On Wednesday, a San Diego-area church received a big win for religious freedom when the U.S. Court of Appeals for the 9th Circuit ruled that Skyline Church in La Mesa did indeed suffer harm when the state of California in August of 2014 issued letters mandating that church healthcare plans include coverage for elective abortions.

In the August 2014 letters, the California Department of Managed Health Care attacked existing religious accommodations for churches and nonprofits with sincerely held religious convictions against paying for abortions or abortion inducing drugs via the organization’s healthcare plans. The letters demanded that all organziations provide immediate coverage for abortion.

Skyline Church filed a law suit, Skyline Wesleyan Church v. California Department of Managed Health Care, but the district court denied the church’s request for relief. The church then appealed to the 9th Circuit.

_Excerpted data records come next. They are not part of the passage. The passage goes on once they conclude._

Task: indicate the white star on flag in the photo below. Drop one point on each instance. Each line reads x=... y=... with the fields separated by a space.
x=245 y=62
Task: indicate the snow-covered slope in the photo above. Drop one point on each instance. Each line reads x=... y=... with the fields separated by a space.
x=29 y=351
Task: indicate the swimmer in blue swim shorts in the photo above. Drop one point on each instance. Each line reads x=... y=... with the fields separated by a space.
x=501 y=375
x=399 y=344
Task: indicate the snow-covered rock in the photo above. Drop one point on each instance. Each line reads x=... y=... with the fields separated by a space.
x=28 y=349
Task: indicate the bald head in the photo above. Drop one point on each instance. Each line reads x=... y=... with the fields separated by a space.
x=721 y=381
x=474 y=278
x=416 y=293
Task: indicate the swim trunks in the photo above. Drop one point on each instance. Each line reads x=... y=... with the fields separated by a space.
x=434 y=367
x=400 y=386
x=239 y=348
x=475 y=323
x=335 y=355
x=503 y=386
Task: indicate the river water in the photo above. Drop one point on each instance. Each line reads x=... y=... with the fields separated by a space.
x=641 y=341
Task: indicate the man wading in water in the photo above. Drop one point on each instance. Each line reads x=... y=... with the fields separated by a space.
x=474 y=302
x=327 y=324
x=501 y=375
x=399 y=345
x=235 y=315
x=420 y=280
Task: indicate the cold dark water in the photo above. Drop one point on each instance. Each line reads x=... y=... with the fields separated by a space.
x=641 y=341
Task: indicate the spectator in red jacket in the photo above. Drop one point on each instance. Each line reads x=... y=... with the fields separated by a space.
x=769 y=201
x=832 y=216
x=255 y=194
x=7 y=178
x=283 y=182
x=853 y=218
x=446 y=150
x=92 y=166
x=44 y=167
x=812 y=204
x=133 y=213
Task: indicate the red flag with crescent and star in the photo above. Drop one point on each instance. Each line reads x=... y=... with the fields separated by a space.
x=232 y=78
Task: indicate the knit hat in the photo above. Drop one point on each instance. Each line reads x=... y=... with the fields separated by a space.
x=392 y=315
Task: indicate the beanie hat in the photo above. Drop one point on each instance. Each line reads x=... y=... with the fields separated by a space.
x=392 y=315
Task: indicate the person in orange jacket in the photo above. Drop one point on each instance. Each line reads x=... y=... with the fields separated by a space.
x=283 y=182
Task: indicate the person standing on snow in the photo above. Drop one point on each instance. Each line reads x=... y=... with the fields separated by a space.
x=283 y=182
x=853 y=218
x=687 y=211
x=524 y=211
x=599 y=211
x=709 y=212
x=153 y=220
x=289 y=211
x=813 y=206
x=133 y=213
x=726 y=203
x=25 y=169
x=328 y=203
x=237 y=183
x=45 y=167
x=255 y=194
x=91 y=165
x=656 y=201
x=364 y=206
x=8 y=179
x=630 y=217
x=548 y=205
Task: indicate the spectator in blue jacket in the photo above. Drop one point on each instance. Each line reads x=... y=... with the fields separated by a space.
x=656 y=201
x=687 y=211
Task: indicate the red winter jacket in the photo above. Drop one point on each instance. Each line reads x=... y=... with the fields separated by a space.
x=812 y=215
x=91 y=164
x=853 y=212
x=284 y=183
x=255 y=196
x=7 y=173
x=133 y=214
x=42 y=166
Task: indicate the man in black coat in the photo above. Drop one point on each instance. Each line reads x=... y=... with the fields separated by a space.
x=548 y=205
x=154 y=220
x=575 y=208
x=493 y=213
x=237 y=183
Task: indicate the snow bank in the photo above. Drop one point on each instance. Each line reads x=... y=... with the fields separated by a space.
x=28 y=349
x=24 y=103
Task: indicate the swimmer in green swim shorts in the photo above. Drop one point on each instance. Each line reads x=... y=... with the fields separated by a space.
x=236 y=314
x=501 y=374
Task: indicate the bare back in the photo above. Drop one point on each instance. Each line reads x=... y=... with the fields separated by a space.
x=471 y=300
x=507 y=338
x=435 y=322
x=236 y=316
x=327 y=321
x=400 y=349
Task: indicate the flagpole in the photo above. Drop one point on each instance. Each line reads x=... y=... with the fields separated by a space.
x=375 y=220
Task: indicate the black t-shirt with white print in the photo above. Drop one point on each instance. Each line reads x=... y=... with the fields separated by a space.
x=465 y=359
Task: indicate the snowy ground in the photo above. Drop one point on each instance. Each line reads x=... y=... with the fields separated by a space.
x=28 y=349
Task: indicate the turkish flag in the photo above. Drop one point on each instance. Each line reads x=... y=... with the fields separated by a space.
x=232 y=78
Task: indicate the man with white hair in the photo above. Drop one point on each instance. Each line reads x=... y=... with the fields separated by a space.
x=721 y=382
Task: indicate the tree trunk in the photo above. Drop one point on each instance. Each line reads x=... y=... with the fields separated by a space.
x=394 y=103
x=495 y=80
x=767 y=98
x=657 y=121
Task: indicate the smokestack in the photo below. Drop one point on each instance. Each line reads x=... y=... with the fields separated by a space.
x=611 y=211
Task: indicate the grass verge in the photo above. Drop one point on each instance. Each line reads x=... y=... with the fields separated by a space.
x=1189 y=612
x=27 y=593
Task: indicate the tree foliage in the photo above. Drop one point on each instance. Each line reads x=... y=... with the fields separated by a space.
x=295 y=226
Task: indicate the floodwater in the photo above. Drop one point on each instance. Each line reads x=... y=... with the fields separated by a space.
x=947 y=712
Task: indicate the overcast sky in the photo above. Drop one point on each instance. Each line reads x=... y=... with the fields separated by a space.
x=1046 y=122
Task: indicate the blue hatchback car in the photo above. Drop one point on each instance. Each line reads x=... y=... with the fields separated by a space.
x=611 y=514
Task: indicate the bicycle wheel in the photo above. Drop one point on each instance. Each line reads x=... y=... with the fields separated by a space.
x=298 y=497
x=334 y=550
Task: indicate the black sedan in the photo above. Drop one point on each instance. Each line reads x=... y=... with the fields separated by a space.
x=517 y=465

“Churches should be free to follow their beliefs without unlawful, unjust government mandates,” said ADF Senior Counsel Jeremiah Galus, who argued before the 9th Circuit on behalf of the church. “The Department of Managed Health Care shouldn’t be forcing churches to pay for elective abortions. The agency has unconstitutionally targeted religious organizations, repeatedly collaborated with pro-abortion advocates, and failed to follow the appropriate administrative procedures to implement its abortion-coverage requirement. The 9th Circuit rightly recognized the harm that the state has inflicted on Skyline Church in subjecting it to this unprecedented mandate.”

The 9th Circuit Court of Appeals agreed with Galus. “We hold that Skyline has suffered an injury in fact,” the 9th Circuit wrote in its opinion. “Before the Letters were sent, Skyline had insurance that excluded abortion coverage in a way that was consistent with its religious beliefs. After the Letters were sent, Skyline did not have that coverage, and it has presented evidence that its new coverage violated its religious beliefs. There is nothing hypothetical about the situation.”

In January, the U.S. Department of Health and Human Services for Civil Rights agreed that the mandate from the California Department of Managed Health Care violated federal law. 

Like many other religious organizations, nonprofits, and churches, Skyline Church of La Mesa has a moral objection to offering contraceptives and abortion coverage to their employees. The state forcing them to do so despite the fact that doing so violates the church’s sincerely held religious beliefs is wrong, and is a violation of the Religious Freedom Restoration Act (RFRA).